SpaCy-字内连字符.如何对待他们一个字? [英] SpaCy -- intra-word hyphens. How to treat them one word?

查看:67
本文介绍了SpaCy-字内连字符.如何对待他们一个字?的处理方法,对大家解决问题具有一定的参考价值,需要的朋友们下面随着小编来一起学习吧!

问题描述

以下是作为

结果

$python3 /tmp/nlp.py  
['Marketing-Representative-', 'wo', "n't", 'die', 'in', 'car', 'accident', '.']  
['Out-of-box', 'implementation']  

以下使用的第一个(r"[./]")和最后一个(r(.'.)")模式是什么?

What are the first (r"[./]") and the last (r"(.'.)") patterns used for in the following?

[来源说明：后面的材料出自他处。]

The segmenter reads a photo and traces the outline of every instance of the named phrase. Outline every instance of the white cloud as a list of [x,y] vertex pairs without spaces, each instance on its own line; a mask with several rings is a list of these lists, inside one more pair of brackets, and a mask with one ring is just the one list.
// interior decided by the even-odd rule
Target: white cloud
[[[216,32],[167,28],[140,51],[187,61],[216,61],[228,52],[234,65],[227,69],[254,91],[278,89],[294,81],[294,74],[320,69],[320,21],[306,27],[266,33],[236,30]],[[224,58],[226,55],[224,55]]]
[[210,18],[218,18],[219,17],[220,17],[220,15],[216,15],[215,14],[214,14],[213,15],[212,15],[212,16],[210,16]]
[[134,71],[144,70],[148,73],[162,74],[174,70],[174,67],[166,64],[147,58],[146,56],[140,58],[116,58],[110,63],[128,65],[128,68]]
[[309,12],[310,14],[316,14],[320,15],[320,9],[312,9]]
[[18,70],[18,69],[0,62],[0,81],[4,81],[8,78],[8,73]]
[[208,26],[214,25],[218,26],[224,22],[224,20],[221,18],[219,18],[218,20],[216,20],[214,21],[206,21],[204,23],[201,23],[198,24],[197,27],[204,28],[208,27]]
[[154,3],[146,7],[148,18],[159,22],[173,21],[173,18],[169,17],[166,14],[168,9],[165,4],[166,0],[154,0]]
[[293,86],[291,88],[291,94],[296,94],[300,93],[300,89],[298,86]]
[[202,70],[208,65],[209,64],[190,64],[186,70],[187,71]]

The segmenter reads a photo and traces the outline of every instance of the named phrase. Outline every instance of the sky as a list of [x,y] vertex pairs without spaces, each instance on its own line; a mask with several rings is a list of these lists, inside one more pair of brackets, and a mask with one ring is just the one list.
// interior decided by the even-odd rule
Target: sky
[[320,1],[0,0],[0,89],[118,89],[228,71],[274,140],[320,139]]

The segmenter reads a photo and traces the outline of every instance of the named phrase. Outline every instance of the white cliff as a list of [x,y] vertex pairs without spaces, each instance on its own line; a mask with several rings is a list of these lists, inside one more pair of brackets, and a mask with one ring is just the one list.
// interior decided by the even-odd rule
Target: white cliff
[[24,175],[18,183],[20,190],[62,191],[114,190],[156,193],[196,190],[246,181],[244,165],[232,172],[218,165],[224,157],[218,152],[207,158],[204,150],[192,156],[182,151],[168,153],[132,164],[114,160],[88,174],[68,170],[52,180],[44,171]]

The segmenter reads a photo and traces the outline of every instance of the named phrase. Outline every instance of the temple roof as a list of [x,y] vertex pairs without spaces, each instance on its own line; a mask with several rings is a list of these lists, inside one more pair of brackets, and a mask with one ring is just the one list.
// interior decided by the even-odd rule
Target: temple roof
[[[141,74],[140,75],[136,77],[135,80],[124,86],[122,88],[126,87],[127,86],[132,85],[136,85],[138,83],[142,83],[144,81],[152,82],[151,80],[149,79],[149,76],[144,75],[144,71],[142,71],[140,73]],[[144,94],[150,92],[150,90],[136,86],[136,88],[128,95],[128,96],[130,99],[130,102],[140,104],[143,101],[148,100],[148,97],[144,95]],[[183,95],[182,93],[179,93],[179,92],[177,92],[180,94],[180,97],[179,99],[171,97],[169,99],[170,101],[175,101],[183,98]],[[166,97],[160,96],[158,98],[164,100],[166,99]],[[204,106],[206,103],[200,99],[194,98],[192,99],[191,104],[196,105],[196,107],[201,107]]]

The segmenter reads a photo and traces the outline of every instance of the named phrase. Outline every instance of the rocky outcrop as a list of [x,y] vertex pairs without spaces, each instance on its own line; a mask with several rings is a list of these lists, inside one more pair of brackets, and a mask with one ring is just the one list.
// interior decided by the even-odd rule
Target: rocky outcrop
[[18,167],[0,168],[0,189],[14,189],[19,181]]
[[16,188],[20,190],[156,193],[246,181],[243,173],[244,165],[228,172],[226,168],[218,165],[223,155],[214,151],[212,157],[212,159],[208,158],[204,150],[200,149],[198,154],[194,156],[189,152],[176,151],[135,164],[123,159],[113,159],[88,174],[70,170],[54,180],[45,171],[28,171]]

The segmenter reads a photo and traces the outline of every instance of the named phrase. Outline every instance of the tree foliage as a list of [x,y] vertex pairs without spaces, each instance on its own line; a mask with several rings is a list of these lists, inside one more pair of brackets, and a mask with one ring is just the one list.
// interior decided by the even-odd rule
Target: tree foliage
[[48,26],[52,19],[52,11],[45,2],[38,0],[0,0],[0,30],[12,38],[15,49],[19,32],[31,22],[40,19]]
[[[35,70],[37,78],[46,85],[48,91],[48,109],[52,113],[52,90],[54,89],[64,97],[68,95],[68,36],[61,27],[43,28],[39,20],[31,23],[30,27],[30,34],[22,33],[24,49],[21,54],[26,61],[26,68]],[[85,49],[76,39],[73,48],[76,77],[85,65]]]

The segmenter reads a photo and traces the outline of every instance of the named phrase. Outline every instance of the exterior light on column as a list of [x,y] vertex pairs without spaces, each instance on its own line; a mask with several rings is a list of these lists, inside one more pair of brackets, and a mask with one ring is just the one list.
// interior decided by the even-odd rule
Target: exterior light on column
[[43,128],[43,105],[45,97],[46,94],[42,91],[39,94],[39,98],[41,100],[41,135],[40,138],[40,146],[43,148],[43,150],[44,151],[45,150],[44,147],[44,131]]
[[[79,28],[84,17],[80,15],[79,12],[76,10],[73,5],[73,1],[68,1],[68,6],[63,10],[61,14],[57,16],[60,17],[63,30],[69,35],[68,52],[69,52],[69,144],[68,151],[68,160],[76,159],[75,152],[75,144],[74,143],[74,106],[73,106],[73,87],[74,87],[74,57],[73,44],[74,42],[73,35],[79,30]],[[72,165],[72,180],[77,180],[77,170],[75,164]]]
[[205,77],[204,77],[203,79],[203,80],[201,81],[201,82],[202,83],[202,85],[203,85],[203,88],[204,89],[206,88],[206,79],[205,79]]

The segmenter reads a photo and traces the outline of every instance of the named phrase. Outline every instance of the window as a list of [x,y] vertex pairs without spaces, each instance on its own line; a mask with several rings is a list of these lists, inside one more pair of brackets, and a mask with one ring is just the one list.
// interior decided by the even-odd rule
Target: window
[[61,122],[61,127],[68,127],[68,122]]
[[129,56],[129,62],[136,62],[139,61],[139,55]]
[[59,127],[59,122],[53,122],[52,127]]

infixes = nlp.Defaults.prefixes + (r"[./]", r"[-]~", r"(.'.)")

我希望拆分如下;

那个

Yahya

笔记本电脑盖

.

我希望spacy将连字符内的单词视为一个标记,而不会对其他拆分规则产生负面影响.

I want spacy to treat intra-hyphen word as one token without impacting negatively on other split rules.

那是Yahya的笔记本电脑保护套.3.14!"

"That is Yahya's laptop-cover. 3.14!"

["That","is","Yahya","s","laptop-cover",.","3.14",!"]( 期望 )

["That", "is", "Yahya", "'s", "laptop-cover", ".", "3.14", "!"] (EXPECTED)

默认情况下,

import spacy
nlp = spacy.load('en_core_web_md')
for token in nlp("That is Yahya's laptop-cover. 3.14!"):
    print (token.text)

SpaCy提供;

["That", "is", "Yahya", "'s", "laptop", "-", "cover", ".", "3.14", "!"]

但是,

from spacy.util import compile_infix_regex
infixes = nlp.Defaults.prefixes + tuple([r"[-]~"])
infix_re = spacy.util.compile_infix_regex(infixes)
nlp.tokenizer = spacy.tokenizer.Tokenizer(nlp.vocab, infix_finditer=infix_re.finditer)
for token in nlp("That is Yahya's laptop-cover. 3.14!"):
    print (token.text)

给予;

["That", "is", "Yahya", "'", "s", "laptop-cover.", "3.14", "!"]

推荐答案

注意:要查看保留带连字符的单词的自定义标记生成器,请参见答案的底部.

NOTE: To see the custom tokenizer that keeps the hyphenated words see the botton of the answer.

此处,定义了一个自定义标记生成器,该标记生成器使用一组内置(nlp.Defaults.prefixes)和自定义([./][-]~(.'.))模式将文本标记为标记.

Here, a custom tokenizer is defined, that tokenizes text into tokens using a set of built-in (nlp.Defaults.prefixes) and custom ([./], [-]~, (.'.)) patterns.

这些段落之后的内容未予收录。